Я знаю, все проходит, умирает. Умрут, растают снежинки - дни наших встреч. Но черно-серая земля разлуки не будет голой. Новое, живое, маленькое существо будет бегать по ней, радостно кричать о торжестве жизни, о ее бессмертии.
Снег падает. Падают снежинки-дни.
Жду, когда настанет день, в который мы встретимся, и тела наши будут телами богов, творящих мир. Верю, что наш поцелуй будет бессмертен.
Твой В."
К столу подходит жена. Вишняков краснеет, закрывает красным листом промокательной бумаги белый листок письма. Жена кривит губы. Щеки у нее трясутся. В глазах слезы.
- Прячешь? Зинке письмо пишешь?
Вишняков нервно вытаскивает белый листок, складывает вдвое, прячет в карман. Голос у него дрожит.
- Да, Зине.
Жена бледнеет, грузная, в широком капоте тяжело садится на стул. Стул хрустит.
- С несколькими бабами путаешься.
Вишняков вскакивает, срывает с вешалки шинель. Жена громко сморкается, всхлипывает, закрывает лицо носовым платком. Большое полное тело женщины студнем дрожит на стуле. Стул скрипит.
Вишнякову противна жена. Вишняков стоит у дверей. Дергает себя за рукав, морщится.
В Губпартшколе, в лекторской комнате, Вишняков пишет второе письмо Спинек. Первое лежит у него в кармане. Вишняков решает передать оба вместе. Не писать Спинек он не может. Видеться со Спинек, писать ей стало для него потребностью.
"Еще хочу я сказать тебе о боли своей за тебя.
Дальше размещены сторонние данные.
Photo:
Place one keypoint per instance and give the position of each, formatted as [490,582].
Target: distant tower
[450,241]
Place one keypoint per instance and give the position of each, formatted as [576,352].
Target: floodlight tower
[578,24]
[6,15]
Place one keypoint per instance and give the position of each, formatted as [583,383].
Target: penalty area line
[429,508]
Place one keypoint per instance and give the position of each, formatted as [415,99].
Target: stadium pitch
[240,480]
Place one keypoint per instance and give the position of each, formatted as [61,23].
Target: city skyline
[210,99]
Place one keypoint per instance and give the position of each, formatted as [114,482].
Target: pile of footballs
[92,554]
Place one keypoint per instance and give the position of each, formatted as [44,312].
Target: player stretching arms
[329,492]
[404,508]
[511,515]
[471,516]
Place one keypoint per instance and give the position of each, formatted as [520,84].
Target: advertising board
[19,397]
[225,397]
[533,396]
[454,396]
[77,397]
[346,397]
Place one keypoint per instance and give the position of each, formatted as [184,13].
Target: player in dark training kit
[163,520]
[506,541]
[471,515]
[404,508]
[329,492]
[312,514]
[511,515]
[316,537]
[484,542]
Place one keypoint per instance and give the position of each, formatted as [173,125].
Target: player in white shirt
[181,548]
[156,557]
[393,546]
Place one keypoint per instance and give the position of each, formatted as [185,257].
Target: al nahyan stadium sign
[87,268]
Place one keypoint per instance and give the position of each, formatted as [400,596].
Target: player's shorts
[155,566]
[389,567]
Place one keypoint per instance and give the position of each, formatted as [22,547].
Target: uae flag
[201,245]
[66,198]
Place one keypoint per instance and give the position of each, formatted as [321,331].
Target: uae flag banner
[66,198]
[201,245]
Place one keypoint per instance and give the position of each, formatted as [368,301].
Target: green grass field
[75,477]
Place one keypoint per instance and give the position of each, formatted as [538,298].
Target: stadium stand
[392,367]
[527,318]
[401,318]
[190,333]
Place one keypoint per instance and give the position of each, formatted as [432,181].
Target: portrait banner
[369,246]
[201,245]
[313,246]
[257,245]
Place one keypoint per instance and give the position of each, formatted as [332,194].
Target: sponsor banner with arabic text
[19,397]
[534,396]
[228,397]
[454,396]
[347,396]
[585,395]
Ты подумала, что я стану относиться или отношусь к тебе с брезгливостью после того, как узнаю или узнал, что ты была близка с X, У и др.
Как мне было тяжело, как была ты несправедлива.
Л. Андреев говорил: "Купивший женщину - зверь".
Я добавляю:
- Обокравший женщину - зверь вдвойне.
Зина, сколько обкрадывали тебя. И как всех их я ненавижу. Они приходили к тебе с лестью и ложью. Уходили удовлетворенные, с зевками скуки, бросали имя твое под ноги улице, как окурок, как шелуху съеденного ореха. Улица топтала, трепала твое имя. А они сыто посмеивались, щурили звериные глазки, подмигивали тебе вслед, шептали по секрету приятелям:
- Знаете, эта... Она недурна в постели... только есть у нее недостаток...
Бросить имя женщины улице - значит, более чем обокрасть ее - надругаться над нею.
Тебя обкрадывали, над тобой надругались люди. Тебя обокрала и природа. И вот к тебе именно такой подхожу я с величайшей болью и любовью. Тело твое оскорбленное беру, как святыню. Хочу, чтоб любовь моя была так же чиста, как чисты и ты и тело твое, очищенное огнем жажды материнства. Нет, нет, не к тебе с брезгливостью подхожу, а к ним, их презираю. Если б мог я вырвать грязный, липкий, длинный, черный язык улицы, я бы вырвал и бросил бы тебе его под ноги.
Растопчи!
Но что я говорю тебе? Разве мы вместе уже не топчем его?